Stillness is not convenient if you’re addicted to movement.


Scripture says, “They that wait upon the Lord shall renew their strength…” (Isaiah 40:31). Waiting is not convenient if you want control.


And Scripture warns us about the damage of rushing: “Desire without knowledge is not good, and whoever makes haste with his feet misses his way.” (Proverbs 19:2) That sounds like a parking lot all over again.


The heart check

So here’s the question I’ve been asking myself:


When it’s not convenient, what does my attitude say about me?


  • When God asks me to slow down, do I fight Him?

  • When something takes longer than I expected, do I lose peace?

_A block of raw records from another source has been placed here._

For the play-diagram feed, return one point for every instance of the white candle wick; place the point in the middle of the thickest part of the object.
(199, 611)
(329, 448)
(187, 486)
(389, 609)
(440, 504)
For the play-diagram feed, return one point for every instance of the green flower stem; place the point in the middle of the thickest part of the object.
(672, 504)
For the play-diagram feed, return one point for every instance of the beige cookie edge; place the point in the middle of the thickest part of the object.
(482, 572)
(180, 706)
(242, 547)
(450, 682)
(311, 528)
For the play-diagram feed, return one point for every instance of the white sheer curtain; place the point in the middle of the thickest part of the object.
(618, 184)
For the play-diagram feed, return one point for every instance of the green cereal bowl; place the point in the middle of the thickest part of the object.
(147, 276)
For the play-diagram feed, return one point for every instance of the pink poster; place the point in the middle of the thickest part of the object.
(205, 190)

  • When I can’t get the quick fix, do I become short with people?

  • When the process gets uncomfortable, do I quit or do I grow?


Because convenience isn’t the problem. Convenience as a ruler is the problem.


Convenience is a tool.


But when it becomes your leader, it starts killing:


  • patience

  • endurance

  • gratitude

  • discipline

  • spiritual depth

  • and the kind of maturity that only comes through time


And the scary part is, it can kill those things while still looking like it’s helping you.


Closing thought

I’m not at war with convenience. I’m at war with what convenience can do to my soul if I never check it.


Because if I only follow God when it’s easy, then convenience is not serving my life, it’s shaping my life.


And I don’t want to be the kind of person who can only stay kind when it’s convenient.

  • I don’t want to be faithful only when it’s convenient.

  • I don’t want to be disciplined only when it’s convenient.

  • I don’t want to be patient only when it’s convenient.


I want patience to have its perfect work in me (James 1:4).

  • Even if it takes longer.

  • Even if it costs me comfort.

  • Even if it requires me to take the long way out of the parking lot.


Because sometimes the long way is not punishment.


  • Sometimes it’s protection.

  • Sometimes it’s preparation.

  • Sometimes it’s God keeping you safe from what you couldn’t see coming.